The Weitz Company, of Des Moines, and STRANG of Madison, Wisconsin, will build and design a new building that will address additional and contiguous space requirements for Iowa’s only fully accredited veterinary diagnostic laboratory.
“We look forward to working with Weitz and STRANG on this critical project,” said Dr. Dan Grooms, the Dr. Stephen G. Juelsgaard Dean of Veterinary Medicine. “Not only will the new VDL create state-of-the-art diagnostic laboratory space to help us meet our mission of protecting animal and public health, but the project will address biosafety containment and functional adjacencies for the highly integrated and interdependent laboratory sections that will be housed in the new structure.”
The new VDL will provide essential infrastructure for sample receiving and processing, pathology, bacteriology, necropsy, histopathology and an incinerator. The new construction will improve efficiency and effectiveness of the process flow while addressing critical issues of space quantity and quality and provide the necessary biosafety and biocontainment.

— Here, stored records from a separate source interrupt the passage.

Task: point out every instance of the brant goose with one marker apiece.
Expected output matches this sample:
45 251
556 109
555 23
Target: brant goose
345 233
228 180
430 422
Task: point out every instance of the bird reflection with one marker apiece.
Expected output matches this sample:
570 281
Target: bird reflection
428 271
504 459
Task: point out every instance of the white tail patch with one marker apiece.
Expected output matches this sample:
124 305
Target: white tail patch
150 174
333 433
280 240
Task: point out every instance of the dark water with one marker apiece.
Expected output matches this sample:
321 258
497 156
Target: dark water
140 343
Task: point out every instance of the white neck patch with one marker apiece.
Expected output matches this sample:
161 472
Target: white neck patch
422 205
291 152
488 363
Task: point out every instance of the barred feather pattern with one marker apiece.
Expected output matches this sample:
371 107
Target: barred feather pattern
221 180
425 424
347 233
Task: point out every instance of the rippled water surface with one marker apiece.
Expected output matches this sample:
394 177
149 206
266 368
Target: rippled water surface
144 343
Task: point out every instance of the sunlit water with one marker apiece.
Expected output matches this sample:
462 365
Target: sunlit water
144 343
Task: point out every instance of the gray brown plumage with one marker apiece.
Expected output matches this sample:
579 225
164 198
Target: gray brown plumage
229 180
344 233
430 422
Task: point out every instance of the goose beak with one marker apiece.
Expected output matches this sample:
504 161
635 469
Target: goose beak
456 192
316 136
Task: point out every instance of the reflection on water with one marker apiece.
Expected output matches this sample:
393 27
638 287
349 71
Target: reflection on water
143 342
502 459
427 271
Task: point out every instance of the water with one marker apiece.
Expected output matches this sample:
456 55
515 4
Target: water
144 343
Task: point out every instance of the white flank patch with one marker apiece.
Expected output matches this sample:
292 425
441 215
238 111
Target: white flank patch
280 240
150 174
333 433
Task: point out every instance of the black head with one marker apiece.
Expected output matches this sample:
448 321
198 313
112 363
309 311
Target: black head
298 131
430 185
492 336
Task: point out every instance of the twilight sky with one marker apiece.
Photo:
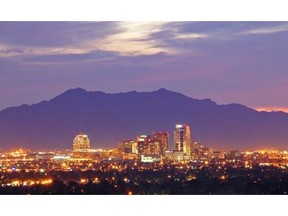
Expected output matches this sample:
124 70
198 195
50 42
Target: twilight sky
242 62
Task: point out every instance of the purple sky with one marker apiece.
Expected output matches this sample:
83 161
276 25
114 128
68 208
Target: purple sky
243 62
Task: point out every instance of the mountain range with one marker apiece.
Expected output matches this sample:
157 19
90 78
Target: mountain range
109 118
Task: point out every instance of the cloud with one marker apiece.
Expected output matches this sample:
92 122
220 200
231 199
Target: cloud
267 30
53 34
63 58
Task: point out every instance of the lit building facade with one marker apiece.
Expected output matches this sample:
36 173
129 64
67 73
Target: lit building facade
81 143
146 145
162 138
182 138
129 147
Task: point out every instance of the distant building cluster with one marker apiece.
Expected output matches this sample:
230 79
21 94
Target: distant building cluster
150 148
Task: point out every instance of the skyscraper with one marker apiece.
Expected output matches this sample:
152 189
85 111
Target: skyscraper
81 143
163 139
182 138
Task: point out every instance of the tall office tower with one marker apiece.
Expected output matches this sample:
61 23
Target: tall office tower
182 138
143 143
129 146
162 138
81 143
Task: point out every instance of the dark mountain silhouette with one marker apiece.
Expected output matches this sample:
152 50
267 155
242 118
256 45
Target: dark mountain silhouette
109 118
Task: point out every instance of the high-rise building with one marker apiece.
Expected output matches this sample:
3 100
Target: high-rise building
182 138
146 145
129 146
143 144
162 139
81 143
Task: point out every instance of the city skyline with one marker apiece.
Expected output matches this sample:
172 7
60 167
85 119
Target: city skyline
228 62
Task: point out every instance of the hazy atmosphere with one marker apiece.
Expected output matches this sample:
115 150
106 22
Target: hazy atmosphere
243 62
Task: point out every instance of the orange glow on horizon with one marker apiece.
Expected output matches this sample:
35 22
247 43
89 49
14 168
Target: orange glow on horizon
272 109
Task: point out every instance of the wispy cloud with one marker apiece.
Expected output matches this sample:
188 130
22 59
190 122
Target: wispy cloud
266 30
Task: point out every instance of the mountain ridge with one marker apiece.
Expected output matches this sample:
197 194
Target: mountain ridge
108 118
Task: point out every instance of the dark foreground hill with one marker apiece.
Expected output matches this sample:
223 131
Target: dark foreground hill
109 118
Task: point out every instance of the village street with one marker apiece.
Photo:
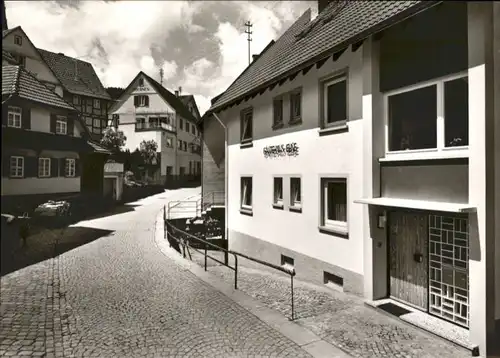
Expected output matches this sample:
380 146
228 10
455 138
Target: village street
120 296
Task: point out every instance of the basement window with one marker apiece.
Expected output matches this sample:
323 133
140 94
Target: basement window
333 280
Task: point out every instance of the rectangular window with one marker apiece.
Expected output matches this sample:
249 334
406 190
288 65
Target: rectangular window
335 102
14 117
61 125
16 168
334 200
246 124
277 112
246 193
295 106
70 168
433 116
295 194
44 167
18 40
278 192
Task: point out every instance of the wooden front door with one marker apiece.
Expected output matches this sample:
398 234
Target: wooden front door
408 237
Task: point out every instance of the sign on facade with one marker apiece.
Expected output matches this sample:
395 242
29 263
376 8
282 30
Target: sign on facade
282 150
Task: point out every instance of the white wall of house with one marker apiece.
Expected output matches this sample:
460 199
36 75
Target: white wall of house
319 156
34 62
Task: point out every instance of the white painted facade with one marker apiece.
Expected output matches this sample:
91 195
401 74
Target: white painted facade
33 61
359 152
167 138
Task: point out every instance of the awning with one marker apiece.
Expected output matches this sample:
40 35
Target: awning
419 204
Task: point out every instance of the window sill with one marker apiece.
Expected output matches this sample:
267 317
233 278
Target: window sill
340 128
247 212
425 155
335 231
246 144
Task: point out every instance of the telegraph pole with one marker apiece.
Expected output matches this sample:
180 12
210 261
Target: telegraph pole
248 31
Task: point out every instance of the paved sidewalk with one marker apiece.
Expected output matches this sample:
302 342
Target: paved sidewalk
340 319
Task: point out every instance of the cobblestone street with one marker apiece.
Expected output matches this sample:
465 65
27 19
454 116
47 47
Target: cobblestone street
119 296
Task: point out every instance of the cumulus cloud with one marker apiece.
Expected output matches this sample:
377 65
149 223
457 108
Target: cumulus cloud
201 46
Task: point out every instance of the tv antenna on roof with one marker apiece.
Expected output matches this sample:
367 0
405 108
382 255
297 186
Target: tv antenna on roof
248 31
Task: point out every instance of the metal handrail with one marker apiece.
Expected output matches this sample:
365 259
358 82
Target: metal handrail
185 244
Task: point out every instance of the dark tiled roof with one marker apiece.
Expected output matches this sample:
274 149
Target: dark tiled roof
352 22
171 98
8 57
77 76
17 81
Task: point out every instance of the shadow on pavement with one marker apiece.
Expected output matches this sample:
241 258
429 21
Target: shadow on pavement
43 245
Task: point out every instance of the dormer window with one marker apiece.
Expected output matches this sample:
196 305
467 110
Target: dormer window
18 40
141 101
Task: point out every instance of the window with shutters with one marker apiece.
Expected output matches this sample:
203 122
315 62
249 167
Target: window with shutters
70 168
16 168
14 117
61 125
44 167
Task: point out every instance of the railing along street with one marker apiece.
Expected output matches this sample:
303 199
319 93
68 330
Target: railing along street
182 238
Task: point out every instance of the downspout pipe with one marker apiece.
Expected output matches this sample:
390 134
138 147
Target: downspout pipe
226 171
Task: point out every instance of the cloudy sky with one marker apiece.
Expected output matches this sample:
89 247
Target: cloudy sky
201 45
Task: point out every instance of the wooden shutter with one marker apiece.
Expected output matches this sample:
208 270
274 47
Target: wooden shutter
26 118
54 167
71 125
62 167
77 168
53 119
5 114
5 166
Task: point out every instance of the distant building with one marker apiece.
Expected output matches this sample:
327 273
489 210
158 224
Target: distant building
148 111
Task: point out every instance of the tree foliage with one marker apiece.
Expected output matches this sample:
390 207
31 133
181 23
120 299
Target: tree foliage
113 139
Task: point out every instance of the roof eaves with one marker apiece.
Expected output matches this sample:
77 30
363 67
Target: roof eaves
391 21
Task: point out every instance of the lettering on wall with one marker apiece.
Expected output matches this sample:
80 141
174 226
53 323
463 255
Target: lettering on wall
282 150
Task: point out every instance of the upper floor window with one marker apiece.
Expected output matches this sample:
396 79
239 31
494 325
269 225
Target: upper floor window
278 192
141 101
295 194
335 102
14 117
246 125
246 193
295 106
44 167
16 167
434 115
61 125
277 112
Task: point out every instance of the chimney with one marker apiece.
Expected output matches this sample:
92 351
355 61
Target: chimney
322 4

The project has been funded by a $63.5 million appropriation from the State of Iowa with additional funding from the VDL, College of Veterinary Medicine, Iowa State University and private donors.
Lead gifts to the new VDL have been provided by the Iowa Pork Producers Association and the Iowa Farm Bureau Federation.
The VDL has been a national leader in protecting animal and human health since it was established in 1947. Processing more than 100,000 submissions a year – and more than a million tests in total – the laboratory plays a key role in ensuring animal health, including wildlife and companion animals; public health; world food safety; and the competitiveness of Iowa’s $32 billion animal agricultural industry.
The investment in the facility will greatly increase the state’s diagnostic service and discovery capabilities for current and future generations of Iowa’s livestock farmers. In addition, the new facility will help keep Iowa State at the forefront in discovery of emerging and re-emerging diseases, provide a rich caseload to teach future veterinary practitioners and make innovative discoveries regarding new methods to control and eradicate diseases.
Construction is scheduled to begin in early 2021 with a scheduled 2023 opening.